For $\mathbf{x} = (x_1, x_2, \cdots, x_\nu) \in \mathbb{R}^\nu$, where $\nu = \max \{ j(1), \cdots, j(n) \} $, define $f :\mathbb{R}^\nu \rightarrow \mathbb{R}^n$ as follows.
$$ f(\mathbf{x} ) = \left( \sum_{i=1}^{j(1)}x_i ,\sum_{i=1}^{j(2)} x_i^2, \sum_{i=1}^{j(3)} x_i^3, \cdots, \sum_{i=1}^{j(n)}x_i^n \right) $$
Say $\exists \mathbf{c} = (c_1, \cdots, c_n) \in \mathbb{R}^n$ such that $\mathbf{c}^Tf(\mathbf{x}) \equiv 0$. I'm trying to show $\mathbf{c} = \mathbf{0}$, uniquely.

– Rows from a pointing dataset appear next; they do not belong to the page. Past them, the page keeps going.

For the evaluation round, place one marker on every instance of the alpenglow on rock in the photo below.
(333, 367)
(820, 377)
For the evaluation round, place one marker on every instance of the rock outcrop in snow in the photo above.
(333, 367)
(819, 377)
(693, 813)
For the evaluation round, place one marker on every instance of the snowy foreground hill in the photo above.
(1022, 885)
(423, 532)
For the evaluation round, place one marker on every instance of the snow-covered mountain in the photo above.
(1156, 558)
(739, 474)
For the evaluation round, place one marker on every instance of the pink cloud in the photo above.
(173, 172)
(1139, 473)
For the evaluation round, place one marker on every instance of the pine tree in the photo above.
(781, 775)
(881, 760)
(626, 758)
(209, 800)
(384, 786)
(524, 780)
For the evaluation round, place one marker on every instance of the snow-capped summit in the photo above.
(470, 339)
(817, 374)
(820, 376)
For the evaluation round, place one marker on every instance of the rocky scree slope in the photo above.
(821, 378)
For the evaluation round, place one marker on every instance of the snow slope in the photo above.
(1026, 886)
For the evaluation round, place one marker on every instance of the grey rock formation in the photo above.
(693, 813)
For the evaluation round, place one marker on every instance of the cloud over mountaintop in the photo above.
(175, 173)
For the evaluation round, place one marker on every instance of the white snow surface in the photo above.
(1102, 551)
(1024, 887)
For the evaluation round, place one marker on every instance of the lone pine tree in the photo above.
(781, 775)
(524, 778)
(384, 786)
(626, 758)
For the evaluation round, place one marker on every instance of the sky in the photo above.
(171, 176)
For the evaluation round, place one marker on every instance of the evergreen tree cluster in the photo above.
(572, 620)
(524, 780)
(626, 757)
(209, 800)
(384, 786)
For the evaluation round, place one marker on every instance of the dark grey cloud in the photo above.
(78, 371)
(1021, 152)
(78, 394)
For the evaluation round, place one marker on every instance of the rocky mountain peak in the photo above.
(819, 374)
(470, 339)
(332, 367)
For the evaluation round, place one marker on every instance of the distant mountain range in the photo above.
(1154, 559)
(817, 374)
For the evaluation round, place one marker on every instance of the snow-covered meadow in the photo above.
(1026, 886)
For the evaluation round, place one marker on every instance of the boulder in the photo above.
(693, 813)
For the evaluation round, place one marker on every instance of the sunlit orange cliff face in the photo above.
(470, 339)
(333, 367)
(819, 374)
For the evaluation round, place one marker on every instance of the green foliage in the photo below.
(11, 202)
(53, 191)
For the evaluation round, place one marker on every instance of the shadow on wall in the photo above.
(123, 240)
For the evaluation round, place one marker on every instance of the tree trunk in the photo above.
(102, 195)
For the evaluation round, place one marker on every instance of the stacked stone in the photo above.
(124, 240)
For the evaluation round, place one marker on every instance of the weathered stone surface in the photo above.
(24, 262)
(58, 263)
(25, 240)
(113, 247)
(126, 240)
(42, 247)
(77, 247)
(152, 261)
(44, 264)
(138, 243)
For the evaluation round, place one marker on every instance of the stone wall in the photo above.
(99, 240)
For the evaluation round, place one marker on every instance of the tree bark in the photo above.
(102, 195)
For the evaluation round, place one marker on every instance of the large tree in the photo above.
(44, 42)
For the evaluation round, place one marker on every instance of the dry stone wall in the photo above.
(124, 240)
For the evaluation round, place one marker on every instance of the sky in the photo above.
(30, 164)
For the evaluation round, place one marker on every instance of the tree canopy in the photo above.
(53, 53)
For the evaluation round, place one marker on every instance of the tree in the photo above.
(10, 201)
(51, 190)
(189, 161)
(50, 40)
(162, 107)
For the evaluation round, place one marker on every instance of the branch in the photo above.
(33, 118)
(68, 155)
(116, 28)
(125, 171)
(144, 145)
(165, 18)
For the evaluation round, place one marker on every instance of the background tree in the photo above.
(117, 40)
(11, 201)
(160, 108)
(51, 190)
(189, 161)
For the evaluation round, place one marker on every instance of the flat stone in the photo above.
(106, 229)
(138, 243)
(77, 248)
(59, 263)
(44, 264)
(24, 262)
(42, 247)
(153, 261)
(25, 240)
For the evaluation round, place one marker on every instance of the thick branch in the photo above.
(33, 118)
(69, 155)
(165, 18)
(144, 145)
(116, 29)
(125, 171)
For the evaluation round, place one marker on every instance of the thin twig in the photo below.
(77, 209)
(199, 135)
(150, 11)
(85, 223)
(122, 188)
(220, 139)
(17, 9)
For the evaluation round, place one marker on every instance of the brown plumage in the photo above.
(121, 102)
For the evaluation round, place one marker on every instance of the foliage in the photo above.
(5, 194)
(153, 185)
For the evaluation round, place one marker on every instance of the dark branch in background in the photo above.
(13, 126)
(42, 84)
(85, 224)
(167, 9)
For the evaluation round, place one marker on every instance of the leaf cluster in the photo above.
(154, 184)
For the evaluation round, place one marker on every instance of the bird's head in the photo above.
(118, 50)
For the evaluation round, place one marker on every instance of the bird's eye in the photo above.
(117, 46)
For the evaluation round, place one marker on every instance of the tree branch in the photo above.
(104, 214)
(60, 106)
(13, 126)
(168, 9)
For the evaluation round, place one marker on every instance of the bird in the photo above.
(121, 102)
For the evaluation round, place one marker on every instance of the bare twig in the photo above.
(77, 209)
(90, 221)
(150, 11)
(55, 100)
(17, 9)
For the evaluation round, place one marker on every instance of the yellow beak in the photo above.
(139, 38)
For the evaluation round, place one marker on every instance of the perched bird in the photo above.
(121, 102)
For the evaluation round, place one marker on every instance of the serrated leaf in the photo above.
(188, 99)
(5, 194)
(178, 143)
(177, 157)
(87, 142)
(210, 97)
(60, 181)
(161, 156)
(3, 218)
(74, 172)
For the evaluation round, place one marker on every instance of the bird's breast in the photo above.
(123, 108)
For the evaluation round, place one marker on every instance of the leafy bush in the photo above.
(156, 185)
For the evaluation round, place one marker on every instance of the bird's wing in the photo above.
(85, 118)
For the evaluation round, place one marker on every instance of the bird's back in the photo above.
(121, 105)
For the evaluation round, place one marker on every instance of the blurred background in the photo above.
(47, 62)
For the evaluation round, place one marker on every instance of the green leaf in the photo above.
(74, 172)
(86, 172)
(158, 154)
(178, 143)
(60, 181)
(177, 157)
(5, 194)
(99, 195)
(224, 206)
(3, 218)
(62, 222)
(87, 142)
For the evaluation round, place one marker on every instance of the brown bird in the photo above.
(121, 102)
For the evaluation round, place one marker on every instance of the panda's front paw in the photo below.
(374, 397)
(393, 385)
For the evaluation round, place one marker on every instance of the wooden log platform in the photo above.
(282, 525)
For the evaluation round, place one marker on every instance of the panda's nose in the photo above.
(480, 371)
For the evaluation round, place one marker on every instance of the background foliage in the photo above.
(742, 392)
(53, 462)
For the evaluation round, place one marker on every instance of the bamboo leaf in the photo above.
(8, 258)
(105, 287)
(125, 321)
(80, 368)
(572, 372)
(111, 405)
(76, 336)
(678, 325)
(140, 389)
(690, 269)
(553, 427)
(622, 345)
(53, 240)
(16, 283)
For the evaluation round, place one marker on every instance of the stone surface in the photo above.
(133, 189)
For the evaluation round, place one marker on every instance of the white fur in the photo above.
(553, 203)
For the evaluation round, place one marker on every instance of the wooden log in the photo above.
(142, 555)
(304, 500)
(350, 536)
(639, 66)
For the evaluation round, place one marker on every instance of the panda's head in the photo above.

What comes to my mind is uniqueness of power series, but I'm not sure it can be thought of as "uniqueness of polynomial expansion".
P.S. maybe the problem can be trimmed more tidily, but I have no idea for now.
If:
$$ f(\mathbf{x} ) = \left( \sum_{i=1}^{j(1)}x_i ,\sum_{i=1}^{j(2)} x_i^2, \sum_{i=1}^{j(3)} x_i^3, \cdots, \sum_{i=1}^{j(n)}x_i^n \right) $$
Then:
$$ c^T f(\mathbf{x} ) = c_1\sum_{i=1}^{j(1)}x_i + c_2\sum_{i=1}^{j(2)} x_i^2 + c_3\sum_{i=1}^{j(3)} x_i^3 + \cdots + c_n\sum_{i=1}^{j(n)}x_i^n $$
Then if:
$$ c^T f(\mathbf{x} ) \equiv 0 $$
For any $i$, $j$ we have: $$ \frac{\partial ^i [c^T f(\mathbf{x} )]}{\partial x_j^i} \equiv 0 $$
For $i=n$: $$ \frac{\partial ^n [c^T f(\mathbf{x} )]}{\partial x_j^n} = c_n\sum_{i=j}^{j} n! \equiv 0 \Rightarrow c_n=0 $$
Then we eliminate the last term in $c^T f(\mathbf{x} )$. By repeating until $n=1$ we conclude that $c$ is a null vector.